My variant of implementation:
public class Dictionary {
private static final int BIGGEST_TOP_MASK = 0xF00000;
private static final int LESS_TOP_MASK = 0x0F0000;
private static final int FULL_MASK = 0xFFFFFF;
private String[] data;
private static final int STEP = 100; // for real test step should be Integer.MAX_VALUE
private int shiftIndex = -1;
private static final int LESS_MASK = 0x0000FF;
private static final int BIG_MASK = 0x00FF00;
public Dictionary() {
data = getData();
}
String getWord(int index) throws IndexOutOfBoundsException {
return data[index];
}
public String[] getData() {
return new String[]{"a", "aaaa", "asss", "az", "b", "c", "d", "e", "f", "g", "h", "i", "j", "k", "l", "m", "n", "o", "p", "q", "r", "s", "t", "test", "u", "v", "w", "x", "y", "z"};
}
public boolean isWordInTheDictionary(String word) {
boolean isFound = false;
int constantIndex = STEP; // predefined step
int flag = 0;
int i = 0;
while (true) {
i++;
if (flag == FULL_MASK) {
System.out.println("Word is not found ... Steps " + i);
break;
}
try {
String data = getWord(constantIndex);
if (null != data) {
int compareResult = word.compareTo(data);
if (compareResult > 0) {
if ((flag & LESS_MASK) == LESS_MASK) {
constantIndex = prepareIndex(false, constantIndex);
if (shiftIndex == 1)
flag |= BIGGEST_TOP_MASK;
} else {
constantIndex = constantIndex * 2;
}
flag |= BIG_MASK;
} else if (compareResult < 0) {
if ((flag & BIG_MASK) == BIG_MASK) {
constantIndex = prepareIndex(true, constantIndex);
if (shiftIndex == 1)
flag |= LESS_TOP_MASK;
} else {
constantIndex = constantIndex / 2;
}
flag |= LESS_MASK;
} else {
// YES!!! We found word.
isFound = true;
System.out.println("Steps " + i);
break;
}
}
} catch (IndexOutOfBoundsException e) {
if (flag > 0) {
constantIndex = prepareIndex(true, constantIndex);
flag |= LESS_MASK;
} else constantIndex = constantIndex / 2;
}
}
return isFound;
}
private int prepareIndex(boolean isBiggest, int constantIndex) {
shiftIndex = (int) Math.ceil(getIndex(shiftIndex == -1 ? constantIndex : shiftIndex));
if (isBiggest)
constantIndex = constantIndex - shiftIndex;
else
constantIndex = constantIndex + shiftIndex;
return constantIndex;
}
private double getIndex(double constantIndex) {
if (constantIndex <= 1)
return 1;
return constantIndex / 2;
}
}
It sounds like the part they really want you to think about is how to handle the fact that you don't know the size of the dictionary. I think they assume that you can give them a binary search. So the real question is how do you manipulate the range of the search as it progresses.

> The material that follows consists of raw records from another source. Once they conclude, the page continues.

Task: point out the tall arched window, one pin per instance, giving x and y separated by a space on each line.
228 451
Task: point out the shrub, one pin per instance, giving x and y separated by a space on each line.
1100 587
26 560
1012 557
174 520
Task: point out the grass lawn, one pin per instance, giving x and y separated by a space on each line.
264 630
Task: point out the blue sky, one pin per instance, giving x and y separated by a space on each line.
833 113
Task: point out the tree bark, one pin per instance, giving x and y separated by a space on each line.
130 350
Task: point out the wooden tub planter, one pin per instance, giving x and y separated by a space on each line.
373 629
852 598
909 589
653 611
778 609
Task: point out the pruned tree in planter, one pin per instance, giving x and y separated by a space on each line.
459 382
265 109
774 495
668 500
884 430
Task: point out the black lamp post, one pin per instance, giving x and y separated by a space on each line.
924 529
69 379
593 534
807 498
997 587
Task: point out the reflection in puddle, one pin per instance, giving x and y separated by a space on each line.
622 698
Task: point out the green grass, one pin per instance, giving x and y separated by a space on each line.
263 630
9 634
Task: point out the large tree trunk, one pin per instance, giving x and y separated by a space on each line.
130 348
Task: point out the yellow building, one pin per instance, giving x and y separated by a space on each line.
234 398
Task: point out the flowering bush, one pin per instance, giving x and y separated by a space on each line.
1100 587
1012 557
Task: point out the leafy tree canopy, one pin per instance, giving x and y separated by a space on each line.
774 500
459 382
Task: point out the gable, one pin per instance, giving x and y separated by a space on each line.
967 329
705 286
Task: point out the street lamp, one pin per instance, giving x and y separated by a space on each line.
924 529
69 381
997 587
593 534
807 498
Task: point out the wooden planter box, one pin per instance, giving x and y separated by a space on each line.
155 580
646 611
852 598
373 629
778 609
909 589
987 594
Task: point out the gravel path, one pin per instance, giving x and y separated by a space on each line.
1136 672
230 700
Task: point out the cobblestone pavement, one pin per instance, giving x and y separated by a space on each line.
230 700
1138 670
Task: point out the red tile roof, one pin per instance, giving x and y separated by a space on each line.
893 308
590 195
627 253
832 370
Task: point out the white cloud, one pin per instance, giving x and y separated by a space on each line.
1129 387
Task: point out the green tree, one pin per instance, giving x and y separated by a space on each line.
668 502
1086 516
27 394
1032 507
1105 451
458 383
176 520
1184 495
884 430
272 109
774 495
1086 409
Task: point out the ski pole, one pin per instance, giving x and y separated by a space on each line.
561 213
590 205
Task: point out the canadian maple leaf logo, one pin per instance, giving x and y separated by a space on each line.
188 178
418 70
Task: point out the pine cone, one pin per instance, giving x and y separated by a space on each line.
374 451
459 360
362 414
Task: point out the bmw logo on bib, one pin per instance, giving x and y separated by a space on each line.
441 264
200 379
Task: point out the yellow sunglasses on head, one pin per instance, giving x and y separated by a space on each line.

Once you have found a value in the dictionary that is greater than your search target (or out of bounds), the rest looks like standard binary search. The hard part is how do you optimally expand the range when the target value is greater than the dictionary value that you've looked up. It looks like you are expanding by a factor of 1.5. This could be really problematic with a huge dictionary and a small fixed initial step like you have (100). Think if there were 50 million words how many times your algorithm would have to expand the range upwards if you're searching for 'zebra'.
Here's an idea: use the ordered nature of the collection to your advantage by assuming the first letter of each word is evenly distributed amongst the letters of the alphabet (this will never be true, but without knowing more about the collection of words it's probably the best you can do). Then weight the amount of your range expansion by how far from the end you would expect the dictionary word to be.
So if you took your initial step of 100 and looked up the dictionary word at that index and it was 'aardvark', you would expand your range a lot more for the next step than if it was 'walrus.' Still O(log n) but probably much better for most collections of words.
Here is an alternative implementation that uses Collections.binarySearch. It fails if one of the words in the list starts with the Character '\uffff' (that is Unicode 0xffff and not a legal not a valid unicode character).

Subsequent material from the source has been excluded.